ふ・・、その減らず口、すぐに叩けぬようにしてあげましょう。」
一発で倒れないなら数を当てればよいといったように手を掲げると頭上に大量の魔力球が浮かび上がり合図と共に戦いは再び始まった。

そしてその同時刻、刹那と明日菜も同じように先ほどとは格が違う相手と対峙していた。

明日菜は今までとは明らかに実力の違う敵との対峙に戸惑いを隠せなかった。
そもそも、明日菜にとっての戦いとはアーティファクトを一度でも当てれば終わるという一撃必殺、しいて言うならばヒットアンドアウェイな戦い方に限定される。
それは明日菜の能力の特性上というだけではなく、それは自身の技術力の問題もあるために知らずにそんな戦術を使わざるを得なかった。
しかし、その前提を覆すほどの能力や技術を持つ敵がいたらどうなろうか?
現に今明日菜と対峙する相手は強く、当然のことながら切り札であるハリセンの一撃は当たらず、逆に攻撃され続けて反撃もままならぬ状態に陥っていた。
今はまだ魔力の守りは破られてはいないがこのままでは時間の問題であるのは間違えなかった。

加えて、明日菜のサポートの回っていた刹那もほかとは一回りほど大きな鬼と対峙し、動けぬ状況にあった。

「明日菜さん!」
きゃあと明日菜の小さい悲鳴に顔を向けた瞬間、横からぞくりとした感覚が襲い掛かる。

「おっと、神鳴流の嬢ちゃんの相手はワシらや。
助けに行きたいなら何とかすることだな。」
鬼は肩の上に狐の面をつけた者を載せて不敵に笑って手に持つ棍棒を振りかぶった。

「く・・。」
横合いから振られた超重の棍棒をなんとか夕凪でいなし、助けにいけぬもどかしさに歯噛みした。
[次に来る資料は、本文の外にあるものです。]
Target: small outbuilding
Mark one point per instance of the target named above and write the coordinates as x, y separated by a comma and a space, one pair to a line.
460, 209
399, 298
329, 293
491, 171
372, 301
だが悪いことは続くものであり、突如森の更に奥の祭壇で膨大な魔力が迸り、光の柱が立ち上った。
「!?
あの光の柱は・・!?」

「ほっほ〜、コイツは見物だな。」
驚く刹那の声とは対照的に鬼の声は面白そうな響きが含まれている。

「どうやらクライアントの千草はんの計画がうまくいってるみたいですなー。
あの可愛い魔法使い君は間に合わんかったんやろか?
まぁ、ウチには関係ありまへんけどなー、刹那センパイ。」
ぱしゃぱしゃと足音を響かせて現われたのはもう既に二度の戦いを繰り広げている月詠だった。
彼女はまるで雪辱戦をしに来たというように好戦的にニィと口元を歪ませる。

「月詠!!」
ここに来て・・!
そんな内心を代弁するかのように刹那は悔しさに歯を食いしばりすぎて奥歯が砕けそうになっていた。
そしてそこに追い討ちをかけるように明日菜は鳥族の鬼にアーティファクトを持つ手ごとひねり上げられ宙吊りにされ、抵抗こそしているがもはや戦える状況になくなっていた。

「さて、どうする神鳴流剣士・・もう手詰まりか?」
鬼のあざける声を無視してエセルドレーダに視線を移すが、彼女も多くの鬼に囲まれ助けは期待できそうにもない。

「・・・。」
マズイ・・、このままでは・・。
そんなことを思い、刹那は覚悟を決めて真の力を解放しようとした瞬間それを遮るようにして辺りに銃声が響き渡り、新たな戦況に推移するのであった。




あとがき
長っ・・・!
あ〜きつかった。
今回も中途半端な途切れですが、次はネギ視点です。
明日菜を異常に強くしすぎかな?
とも思ったけどこれぐらいは無茶させないと思った管理人でした。
それにしても最近は更新が早い。